La lluvia continuó ininterrumpida tres días más y después cesó. Volvió a salir el sol, tan bienvenido como una antigua amistad, pero pasaron otros diez días antes de que el río recobrase la calma. El tiempo, la lluvia o el ruido no tenían mucho significado para ellos.

Recorrían juntos el bosque bajo en busca de hongos comestibles. Se sentaban en el campamento y cuando Katrina trabajaba, Sean la seguía. Entonces, como era natural, conversaban. Katrina lo escuchaba. Reía donde debía reír y se maravillaba cuando era oportuno. Sabía escuchar. En cuanto a Sean, de haber repetido ella la misma palabra una y otra vez, el timbre de su voz, tan sólo, lo habría mantenido hechizado. Las noches eran difíciles. Sean estaba cada vez más inquieto y hallaba pretextos para tocarla.

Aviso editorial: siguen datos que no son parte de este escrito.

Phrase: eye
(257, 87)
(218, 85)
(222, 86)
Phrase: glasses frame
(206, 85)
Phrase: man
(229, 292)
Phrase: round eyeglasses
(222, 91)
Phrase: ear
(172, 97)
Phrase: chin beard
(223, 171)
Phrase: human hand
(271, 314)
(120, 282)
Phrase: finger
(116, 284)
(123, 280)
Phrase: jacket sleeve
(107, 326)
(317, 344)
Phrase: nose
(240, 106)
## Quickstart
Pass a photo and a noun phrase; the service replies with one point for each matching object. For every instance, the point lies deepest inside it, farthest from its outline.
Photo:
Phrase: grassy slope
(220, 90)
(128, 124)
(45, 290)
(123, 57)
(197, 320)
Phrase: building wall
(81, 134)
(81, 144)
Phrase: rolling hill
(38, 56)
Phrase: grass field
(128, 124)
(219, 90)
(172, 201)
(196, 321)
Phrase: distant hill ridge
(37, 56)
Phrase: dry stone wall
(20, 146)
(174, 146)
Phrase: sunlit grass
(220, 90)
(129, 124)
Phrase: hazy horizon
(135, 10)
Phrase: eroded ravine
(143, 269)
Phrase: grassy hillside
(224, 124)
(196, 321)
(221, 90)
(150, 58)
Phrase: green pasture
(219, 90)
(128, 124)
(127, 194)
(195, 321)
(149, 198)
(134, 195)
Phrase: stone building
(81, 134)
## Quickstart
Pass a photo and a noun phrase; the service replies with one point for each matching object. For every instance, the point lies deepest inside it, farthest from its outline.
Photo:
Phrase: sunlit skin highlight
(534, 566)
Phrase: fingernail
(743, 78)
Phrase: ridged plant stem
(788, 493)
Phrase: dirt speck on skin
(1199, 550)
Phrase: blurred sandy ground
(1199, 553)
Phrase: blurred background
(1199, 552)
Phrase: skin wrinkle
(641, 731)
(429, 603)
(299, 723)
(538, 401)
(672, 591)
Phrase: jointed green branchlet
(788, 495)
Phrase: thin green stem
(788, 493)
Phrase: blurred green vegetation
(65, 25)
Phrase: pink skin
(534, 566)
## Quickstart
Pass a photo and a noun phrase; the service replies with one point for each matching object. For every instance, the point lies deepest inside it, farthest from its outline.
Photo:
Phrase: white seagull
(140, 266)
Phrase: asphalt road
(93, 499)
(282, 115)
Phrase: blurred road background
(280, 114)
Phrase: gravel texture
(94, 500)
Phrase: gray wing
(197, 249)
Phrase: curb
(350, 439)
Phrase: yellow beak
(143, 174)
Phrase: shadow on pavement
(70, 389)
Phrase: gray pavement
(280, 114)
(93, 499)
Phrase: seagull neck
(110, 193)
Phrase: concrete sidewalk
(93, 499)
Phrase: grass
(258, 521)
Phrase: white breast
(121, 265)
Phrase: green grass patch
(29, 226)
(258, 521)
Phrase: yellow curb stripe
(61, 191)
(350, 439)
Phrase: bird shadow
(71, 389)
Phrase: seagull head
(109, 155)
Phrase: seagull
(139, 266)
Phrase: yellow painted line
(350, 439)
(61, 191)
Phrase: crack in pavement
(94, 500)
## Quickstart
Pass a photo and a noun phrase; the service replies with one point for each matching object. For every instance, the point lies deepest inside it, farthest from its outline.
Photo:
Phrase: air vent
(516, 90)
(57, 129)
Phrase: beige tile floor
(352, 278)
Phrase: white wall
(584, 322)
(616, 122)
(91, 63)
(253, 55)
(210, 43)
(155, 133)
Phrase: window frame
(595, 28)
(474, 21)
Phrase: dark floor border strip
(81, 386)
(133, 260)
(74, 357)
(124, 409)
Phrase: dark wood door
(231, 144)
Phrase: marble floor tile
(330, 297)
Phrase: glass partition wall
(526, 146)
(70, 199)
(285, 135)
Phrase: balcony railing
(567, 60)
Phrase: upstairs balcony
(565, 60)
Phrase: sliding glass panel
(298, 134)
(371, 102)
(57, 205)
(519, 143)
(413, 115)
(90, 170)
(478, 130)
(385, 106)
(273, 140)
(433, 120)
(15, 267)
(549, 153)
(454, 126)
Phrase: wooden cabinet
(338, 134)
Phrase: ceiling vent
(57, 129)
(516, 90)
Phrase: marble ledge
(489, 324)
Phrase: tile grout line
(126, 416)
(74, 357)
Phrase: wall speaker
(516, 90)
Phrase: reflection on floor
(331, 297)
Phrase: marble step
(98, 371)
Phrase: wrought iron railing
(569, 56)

Katrina lo deseaba, pero le daba miedo el estado de confusión en que se encontró aquella primera noche. En vista de ello, formuló una serie de condiciones y se las planteó.

—¿Me prometes no hacer otra cosa que besarme?

—Sí, a menos que tu me digas que puedo hacer otra cosa —dijo Sean.

—No. —Katrina advirtió la trampa.

—¿Quieres decir que no debo hacer nada salvo besarte, aun cuando tú me digas que puedo hacer otra cosa? Katrina se ruborizó.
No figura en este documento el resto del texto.